Medvedev has been keen to copy. It gets odder. Mr. Medvedev appears to have mastered the art of imitating Mr. Putin’s clipped speech, his walk, the way he places his hands on a table, his fondness for reeling

off “how clever am I” statistics and his technique of silencing subordinates with terse semi-comic put downs. The fact that the two men are both on the short side completes the comparison.

“He reminds me of Putin,” is a common refrain when Russians gather round a TV set to watch Mr. Medvedev’s usually dry technocratic monologues. Mr. Medvedev appears to have worked hard to create a

likeness. Mr. Putin famously likes to swim twice a day and so too – by what is unlikely to be a coincidence – does Mr. Medvedev. Pictures of him from just a few years ago reveal the face of a dumpy bureaucrat. Now,

his suits hang off his lean shoulders as if balanced on metal hangers. Much has been made too of Mr. Medvedev’s supposedly liberal credentials and the fact that unlike Mr. Putin

he does not have a background in the Russian intelligence services. But analysts urge caution – liberality is a relative concept not least in Russia where the centre of political gravity is ultra

conservative. Most commentators believe Mr. Medvedev’s liberal credentials are a public relations sleight of hand designed to make him more palatable to the West. Only time will tell, they say, whether he really does have

a liberal bone in his 5ft 4inch frame.   What is clearer is that he will have to flesh out his commitment to democracy in deeds rather than just words if he is to be taken seriously.

The manner in which Mr. Medvedev rose to the pinnacle of power in Russia raises awkward questions on that front.

The election campaign that installed him in the Kremlin was a campaign in name only – even Russia’s central election chief admitted the contest was “uneven.”

There was no intrigue, no suspense, and no competition. The only uncertainty was whether other candidates might pull out in protest so one-sided and lacklustre was the contest.

Mr. Medvedev refused to participate in public debates with his opponents saying he was too busy discharging his duties as a First Deputy Prime Minister, hardly the behaviour of a committed democrat. His only three

opponents were politicians who looked more like they were making up the numbers.  Gennady Zyuganov, the ageing leader of the Communist Party, has probably fought and lost his last

presidential election. Vladimir Zhirinovsky, an ultra-nationalist clown, is not even taken seriously by many of his own voters. And the other candidate – a self-styled liberal called Andrei Bogdanov rumoured to

be in the Kremlin’s pay – was notable for the fact that hardly anyone beyond Moscow’s apocalyptic ring road had ever heard of him.

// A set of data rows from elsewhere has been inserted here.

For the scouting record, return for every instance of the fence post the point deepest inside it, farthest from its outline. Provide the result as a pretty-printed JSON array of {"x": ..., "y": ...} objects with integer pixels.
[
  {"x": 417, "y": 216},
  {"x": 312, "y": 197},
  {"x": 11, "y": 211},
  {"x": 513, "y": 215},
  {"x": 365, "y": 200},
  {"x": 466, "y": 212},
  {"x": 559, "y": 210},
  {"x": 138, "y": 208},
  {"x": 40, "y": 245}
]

Buoyed by the might of the state TV machine which slavishly followed his every move down to nights out at the cinema and visits to war memorials in former Stalingrad, Mr. Medvedev couldn’t go wrong. In

December pollsters put his popularity rating at just 24 percent – less than one month before the election that figure had risen to over eighty percent. Not bad for someone who said he was too busy to campaign.   

His democratic credentials have also sometimes seemed contradictory. In the watershed case involving the effective renationalization of oligarch Mikhail Khodorkovsky’s oil giant Yukos he first urged

restraint only to later say that nobody should be above the law. What he really thinks on the subject is an enigma. He was also Chairman of energy titan Gazprom’s board

when the company became embroiled in politically charged gas disputes with countries such as Ukraine and in charge of Mr. Putin’s office when many democratic reforms were effectively junked. 

Little of real consequence is known about his background. A native of St. Petersburg like Mr. Putin and many of his top lieutenants, he qualified as a lawyer, married

a girl he met at school, has one son, and likes British hard rock bands Black Sabbath and Deep Purple. He has worked on and off for Mr. Putin in various roles. As his campaign manager, as the head of his

presidential administration, as his legal adviser when the two worked together in St. Petersburg City Hall in the 1990s, and in his cabinet. Now he will work for him again – as his president. Is

he Putinism with a human face as some hope or Putinism reprised as some fear? The Medvedev riddle is for now just that -- a riddle.